Collection Memory Run Time
dict 40MB 0.34s
PrefixDict 453MB 67s

The following script was used to benchmark the memory usage and cpu utilisation of PrefixDict.

"""Test memory consumption and processing time with PrefixDict.

Use words from '/usr/share/dict/words' as keys for PrefixDict and measure
memory consumption and load time.
"""
import resource
import sys

from prefixtree import PrefixDict


if __name__ == '__main__':
    start = resource.getrusage(resource.RUSAGE_SELF)
    glossary = PrefixDict()
    with open('/usr/share/dict/words') as words:
        for word in words:
            glossary[word.strip()] = None
    stop = resource.getrusage(resource.RUSAGE_SELF)
    rss_mb = (stop.ru_maxrss- start.ru_maxrss) / 1024.0 / 1024.0
    tused = (stop.ru_utime + stop.ru_stime)
    sys.stdout.write('{0} MB\n'.format(rss_mb))
    sys.stdout.write('{0} seconds\n'.format(tused))

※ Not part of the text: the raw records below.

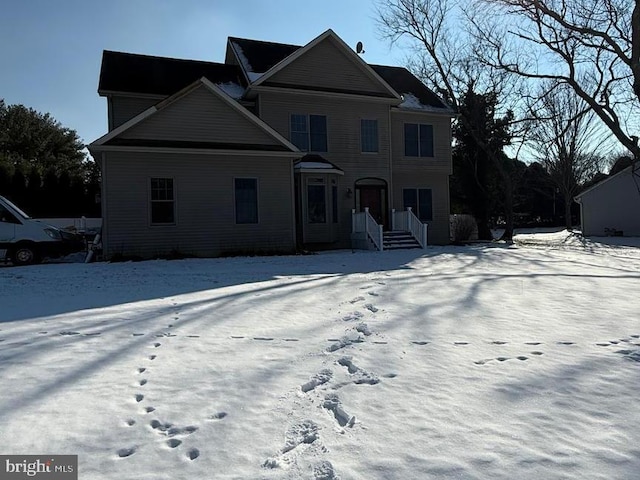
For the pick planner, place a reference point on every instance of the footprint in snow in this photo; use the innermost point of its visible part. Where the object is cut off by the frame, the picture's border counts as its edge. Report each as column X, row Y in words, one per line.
column 333, row 404
column 217, row 416
column 361, row 376
column 127, row 452
column 193, row 454
column 363, row 328
column 324, row 471
column 484, row 361
column 320, row 378
column 305, row 432
column 352, row 316
column 173, row 442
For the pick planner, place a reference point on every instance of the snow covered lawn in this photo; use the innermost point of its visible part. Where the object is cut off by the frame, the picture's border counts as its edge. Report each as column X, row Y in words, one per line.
column 483, row 362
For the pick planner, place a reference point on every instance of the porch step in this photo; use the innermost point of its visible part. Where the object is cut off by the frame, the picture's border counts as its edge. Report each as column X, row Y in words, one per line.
column 396, row 240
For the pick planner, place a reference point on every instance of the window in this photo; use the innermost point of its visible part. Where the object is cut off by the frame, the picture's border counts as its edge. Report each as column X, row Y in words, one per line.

They are compared to the results for the following script testing the builtin dict:

"""Test memory consumption and processing time with builtin dict.

Use words from '/usr/share/dict/words' as keys for dict and measure memory
consumption and load time.
"""
import resource
import sys


if __name__ == '__main__':
    start = resource.getrusage(resource.RUSAGE_SELF)
    glossary = {}
    with open('/usr/share/dict/words') as words:
        for word in words:
            glossary[word.strip()] = None
    stop = resource.getrusage(resource.RUSAGE_SELF)
    rss_mb = (stop.ru_maxrss- start.ru_maxrss) / 1024.0 / 1024.0
    tused = (stop.ru_utime + stop.ru_stime)
    sys.stdout.write('{0} MB\n'.format(rss_mb))
    sys.stdout.write('{0} seconds\n'.format(tused))

The benchmarks where run using:

  • CPython 3.2, 64-bit
  • Max OSX 10.7.4
  • 2010 Macbook Pro

The benchamrks values were averaged from three runs of each benchmark script.